ControlNet - redraw your images


In this guide I want to show you how to use ControlNet to improve your Images.
While this guide will focused on Koikatsu images, you can also use the method for any other image.
Please note that ControlNet is actively being improved and changed every day and I might not always be fast to update this guide.


What is ControlNet?

ControlNet is a new way to influence diffusion models with additional conditions. But unlike the text prompt which only gives rough concepts to the AI, ControlNet uses an image (map) as input. These maps contain simplified spacial data, for example the edges resulting from edge-detection or a depth map.

Examples for maps usable with ControlNet
This shows three example maps which could be used with ControlNet. The leftmost image is the original from with the maps were generated

Benefits of ControlNet

Other than img2img which "just" provides the AI with a starting point from which should generate the image, ControlNet actually guides the generation process. This way a lot more details can be preserved while also being able to come up with entirely new content (for example a background).
ControlNet does not provide any infromation about color, so you have full control* over the colors in your text prompt.

* this can actually be a downside, as it's much harder to describe a certain color. And sometimes color just does not want to go where you want it to. This can be bypassed to an extend by using ControlNet together with img2img

Setup


Prerequisites

  • A working and fairly recent version of Automatic1111's WebUI
  • Basic knowledge of using the WebUI and prompt engineering. You can refer to this guide.

Installation

  • The ControlNet extension:
    1. Start the WebUI
    2. Go to Extensions -> Available and click the Load from button
    3. If the "extension Index URL" textbox is empty type in: https://raw.githubusercontent.com/AUTOMATIC1111/stable-diffusion-webui-extensions/master/index.json
    4. Look for sd-webui-controlnet and Click Install
    5. Restart or reload the WebUI
  • ControlNet Models:
    1. Have a look here which models you want (for this guide we will be using Canny Edge and HED)
    2. Download the the according difference models from Huggingface or CivitAI
    3. Put the models this folder: {stable-diffusion-webui}\models\ControlNet

Usage


ControlNet section in the WebUI
ControlNet integrates straight into the txt2img and img2img tabs and does not create its own tab

If the section in the image above does not show up for you, you might have an outdated version of the WebUI.
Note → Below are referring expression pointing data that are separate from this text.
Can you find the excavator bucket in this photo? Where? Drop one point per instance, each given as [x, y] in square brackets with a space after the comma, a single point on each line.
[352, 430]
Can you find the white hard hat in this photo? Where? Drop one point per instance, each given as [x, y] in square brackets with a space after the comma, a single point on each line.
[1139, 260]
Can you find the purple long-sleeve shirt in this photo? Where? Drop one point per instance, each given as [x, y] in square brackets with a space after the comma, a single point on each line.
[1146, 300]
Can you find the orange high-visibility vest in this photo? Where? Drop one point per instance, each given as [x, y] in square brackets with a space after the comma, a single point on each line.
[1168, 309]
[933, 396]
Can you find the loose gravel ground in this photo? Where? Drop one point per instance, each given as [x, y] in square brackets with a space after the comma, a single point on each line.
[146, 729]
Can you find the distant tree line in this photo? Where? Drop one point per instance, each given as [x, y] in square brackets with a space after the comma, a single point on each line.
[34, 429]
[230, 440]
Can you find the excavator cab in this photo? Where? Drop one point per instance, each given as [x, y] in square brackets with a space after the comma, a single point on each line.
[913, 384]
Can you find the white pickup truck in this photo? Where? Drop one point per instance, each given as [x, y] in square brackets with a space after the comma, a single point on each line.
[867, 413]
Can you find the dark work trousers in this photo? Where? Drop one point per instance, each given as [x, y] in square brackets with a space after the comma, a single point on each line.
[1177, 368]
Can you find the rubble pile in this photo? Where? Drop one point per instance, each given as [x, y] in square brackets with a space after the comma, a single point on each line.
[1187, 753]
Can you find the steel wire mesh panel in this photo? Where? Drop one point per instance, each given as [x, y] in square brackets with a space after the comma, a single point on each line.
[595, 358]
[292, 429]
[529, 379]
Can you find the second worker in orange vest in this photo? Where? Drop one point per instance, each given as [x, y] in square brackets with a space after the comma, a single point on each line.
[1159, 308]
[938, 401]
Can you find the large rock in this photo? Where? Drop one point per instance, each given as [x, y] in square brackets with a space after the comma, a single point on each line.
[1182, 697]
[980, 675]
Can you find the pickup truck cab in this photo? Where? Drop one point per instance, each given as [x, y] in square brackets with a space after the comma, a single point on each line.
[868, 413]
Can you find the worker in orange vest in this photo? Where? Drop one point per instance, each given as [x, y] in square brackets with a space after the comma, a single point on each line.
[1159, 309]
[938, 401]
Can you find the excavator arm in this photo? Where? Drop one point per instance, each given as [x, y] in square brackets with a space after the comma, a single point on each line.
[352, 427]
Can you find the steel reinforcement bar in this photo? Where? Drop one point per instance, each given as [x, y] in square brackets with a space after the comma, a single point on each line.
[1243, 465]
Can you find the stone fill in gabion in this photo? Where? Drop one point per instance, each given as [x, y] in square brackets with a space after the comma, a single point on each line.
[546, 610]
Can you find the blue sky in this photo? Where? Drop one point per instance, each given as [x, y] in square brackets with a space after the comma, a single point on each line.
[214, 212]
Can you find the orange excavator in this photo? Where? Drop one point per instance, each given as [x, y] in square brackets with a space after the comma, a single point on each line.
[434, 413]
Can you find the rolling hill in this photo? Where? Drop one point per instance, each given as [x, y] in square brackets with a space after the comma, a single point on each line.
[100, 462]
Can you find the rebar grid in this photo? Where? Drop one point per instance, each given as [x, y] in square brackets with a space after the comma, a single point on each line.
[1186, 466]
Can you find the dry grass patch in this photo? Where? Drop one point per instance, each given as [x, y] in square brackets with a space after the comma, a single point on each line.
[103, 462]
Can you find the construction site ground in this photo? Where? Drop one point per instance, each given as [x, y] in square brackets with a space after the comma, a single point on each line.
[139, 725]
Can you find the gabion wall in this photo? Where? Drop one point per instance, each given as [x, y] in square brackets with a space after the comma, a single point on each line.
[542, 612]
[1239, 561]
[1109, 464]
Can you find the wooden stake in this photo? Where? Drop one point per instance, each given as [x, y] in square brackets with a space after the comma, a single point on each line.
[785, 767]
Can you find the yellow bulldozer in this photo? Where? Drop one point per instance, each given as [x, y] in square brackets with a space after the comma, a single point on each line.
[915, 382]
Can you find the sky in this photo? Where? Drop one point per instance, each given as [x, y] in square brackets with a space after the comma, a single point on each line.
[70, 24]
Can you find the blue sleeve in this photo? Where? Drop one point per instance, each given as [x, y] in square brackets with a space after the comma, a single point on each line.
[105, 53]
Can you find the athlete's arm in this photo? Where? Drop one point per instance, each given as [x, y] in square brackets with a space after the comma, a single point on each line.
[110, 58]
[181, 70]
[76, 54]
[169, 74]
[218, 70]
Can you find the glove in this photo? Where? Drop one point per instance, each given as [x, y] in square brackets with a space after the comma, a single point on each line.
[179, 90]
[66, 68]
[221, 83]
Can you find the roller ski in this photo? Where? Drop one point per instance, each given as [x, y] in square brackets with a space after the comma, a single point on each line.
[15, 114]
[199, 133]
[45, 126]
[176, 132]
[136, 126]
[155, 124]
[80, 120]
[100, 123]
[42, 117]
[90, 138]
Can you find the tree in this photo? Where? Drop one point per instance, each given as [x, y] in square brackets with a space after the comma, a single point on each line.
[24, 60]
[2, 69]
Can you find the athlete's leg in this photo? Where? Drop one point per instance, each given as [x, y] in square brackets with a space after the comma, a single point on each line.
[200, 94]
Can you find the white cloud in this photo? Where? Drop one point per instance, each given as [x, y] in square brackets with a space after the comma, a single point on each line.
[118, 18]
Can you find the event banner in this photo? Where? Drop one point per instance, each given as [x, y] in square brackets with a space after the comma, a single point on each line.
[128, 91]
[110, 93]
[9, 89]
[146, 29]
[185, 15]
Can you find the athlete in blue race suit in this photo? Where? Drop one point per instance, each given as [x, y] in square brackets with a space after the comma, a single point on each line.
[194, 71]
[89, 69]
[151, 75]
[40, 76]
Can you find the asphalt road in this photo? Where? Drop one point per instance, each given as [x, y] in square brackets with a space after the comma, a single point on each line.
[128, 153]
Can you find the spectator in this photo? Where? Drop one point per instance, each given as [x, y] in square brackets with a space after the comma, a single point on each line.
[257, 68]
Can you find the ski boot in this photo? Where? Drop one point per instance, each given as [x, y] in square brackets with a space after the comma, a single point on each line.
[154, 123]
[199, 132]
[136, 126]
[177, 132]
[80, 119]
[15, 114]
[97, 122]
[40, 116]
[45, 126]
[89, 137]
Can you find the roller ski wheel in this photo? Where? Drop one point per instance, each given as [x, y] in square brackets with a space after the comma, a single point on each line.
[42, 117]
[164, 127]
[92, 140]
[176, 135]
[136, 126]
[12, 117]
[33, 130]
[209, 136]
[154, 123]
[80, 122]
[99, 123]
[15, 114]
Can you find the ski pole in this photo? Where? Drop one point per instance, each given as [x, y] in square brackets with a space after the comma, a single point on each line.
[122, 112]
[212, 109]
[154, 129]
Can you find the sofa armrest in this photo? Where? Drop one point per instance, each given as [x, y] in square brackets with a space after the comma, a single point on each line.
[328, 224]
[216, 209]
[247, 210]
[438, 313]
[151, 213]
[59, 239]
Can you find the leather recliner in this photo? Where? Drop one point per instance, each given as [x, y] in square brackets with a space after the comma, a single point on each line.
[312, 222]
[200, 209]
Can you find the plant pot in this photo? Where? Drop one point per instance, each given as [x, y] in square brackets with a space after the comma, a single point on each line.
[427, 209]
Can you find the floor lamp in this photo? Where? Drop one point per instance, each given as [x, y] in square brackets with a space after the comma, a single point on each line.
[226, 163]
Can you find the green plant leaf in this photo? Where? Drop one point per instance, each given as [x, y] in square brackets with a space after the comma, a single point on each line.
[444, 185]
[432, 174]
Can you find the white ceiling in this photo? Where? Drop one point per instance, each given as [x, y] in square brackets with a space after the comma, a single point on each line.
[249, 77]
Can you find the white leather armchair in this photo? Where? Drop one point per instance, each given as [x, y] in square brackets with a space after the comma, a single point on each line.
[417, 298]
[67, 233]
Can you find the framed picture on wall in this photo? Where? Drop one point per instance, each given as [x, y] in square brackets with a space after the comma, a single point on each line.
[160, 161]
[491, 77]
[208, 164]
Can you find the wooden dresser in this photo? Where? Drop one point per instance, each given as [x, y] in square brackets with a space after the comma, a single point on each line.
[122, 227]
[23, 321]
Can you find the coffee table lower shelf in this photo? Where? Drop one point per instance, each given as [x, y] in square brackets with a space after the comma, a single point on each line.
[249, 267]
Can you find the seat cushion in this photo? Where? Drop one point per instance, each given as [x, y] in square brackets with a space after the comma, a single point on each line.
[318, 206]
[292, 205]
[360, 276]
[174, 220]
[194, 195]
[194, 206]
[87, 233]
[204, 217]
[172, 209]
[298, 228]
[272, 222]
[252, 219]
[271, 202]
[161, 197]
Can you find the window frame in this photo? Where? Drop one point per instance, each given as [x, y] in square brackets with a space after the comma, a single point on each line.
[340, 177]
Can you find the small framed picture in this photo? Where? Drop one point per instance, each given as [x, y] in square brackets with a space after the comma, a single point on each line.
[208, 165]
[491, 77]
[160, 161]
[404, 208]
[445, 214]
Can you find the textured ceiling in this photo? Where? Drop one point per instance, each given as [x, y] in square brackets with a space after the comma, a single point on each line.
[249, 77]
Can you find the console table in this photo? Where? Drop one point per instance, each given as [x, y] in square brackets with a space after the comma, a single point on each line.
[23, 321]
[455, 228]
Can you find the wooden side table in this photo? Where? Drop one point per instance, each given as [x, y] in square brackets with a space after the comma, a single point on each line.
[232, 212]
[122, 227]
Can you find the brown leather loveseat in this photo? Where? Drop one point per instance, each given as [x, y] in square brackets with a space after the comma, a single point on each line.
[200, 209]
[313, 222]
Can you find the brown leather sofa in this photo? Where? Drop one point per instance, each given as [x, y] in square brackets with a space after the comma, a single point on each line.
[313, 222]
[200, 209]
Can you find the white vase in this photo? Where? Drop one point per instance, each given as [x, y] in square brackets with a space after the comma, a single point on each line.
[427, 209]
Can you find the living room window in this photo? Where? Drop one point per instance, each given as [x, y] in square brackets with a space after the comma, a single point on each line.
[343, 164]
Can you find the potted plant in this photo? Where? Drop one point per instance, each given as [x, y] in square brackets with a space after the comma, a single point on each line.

The ControlNet UI explained

ControlNet UI sections

General:

  • Input Image: This image is used for the preprocessor or straight as map
  • Camera Button: allows you quickly take an image using your webcam (if you have one)
  • Enable: Toggle ControlNet on and off
  • Invert Input Color: you mostly use this if you are doing scribble
  • RGB to BGR: I'm not sure when you would use this, if anyone knows tell me
  • Low VRAM: Use this if you have 6 or 8 GB of VRAM.

Model Settings:

  • Preprocessor: Choose your desired preprocessor. This converts the input image to the according map. If you want to use the input image as map, set this to none.
  • Model: Choose the model you want to use. The model must match the input map. More about models in the section below.
  • Weight: This similar to the emphasis value of tags (like in "(blue eyes:1.2)"). If you want the AI to invent more details, lower this value. If you want the AI to stick more to your input map, increase it.
  • Guidance Start/End (T): These represents on how much of the diffusion process ControlNet should be applied to. Start is the percentage of steps at which ControlNet should start controlling and End the percentage at which it will stop. In a process with 20 steps, start = 0.2 and end = 0.8, ControlNet would NOT have any affect on the first and last 4 steps. You can use this if you want you only want to provide a guidance in the beginning and leave the rest to the AI.

Preprocessor Settings:
This section is a little different for every preprocessor and only shows up with you have one selected. But it's generally made up of two parts:

  • Resolution: This specifies the amount of pixels which the shorter side of the input map will have. It's usually good to set this to the same amount of pixels as the shorter side of the image you are generating. But you can try higher values to get a more detailed map. Please note that more detailed maps may actually lead to worse results, for more information read the section below.
  • Thresholds: This specifies threshold values for the preprocessor. These vary from preprocessor to preprocessor. It's worth playing with a little, but you can generally leave them at default for the most part.

Canvas Section:
This section is only useful when drawing your own map in the UI. Otherwise you can ignore it.

Resize mode:
This specifies how the input map should be transformed if the aspect ratio of the map and the generated image does not match. You usually want to leave this as Scale to Fit.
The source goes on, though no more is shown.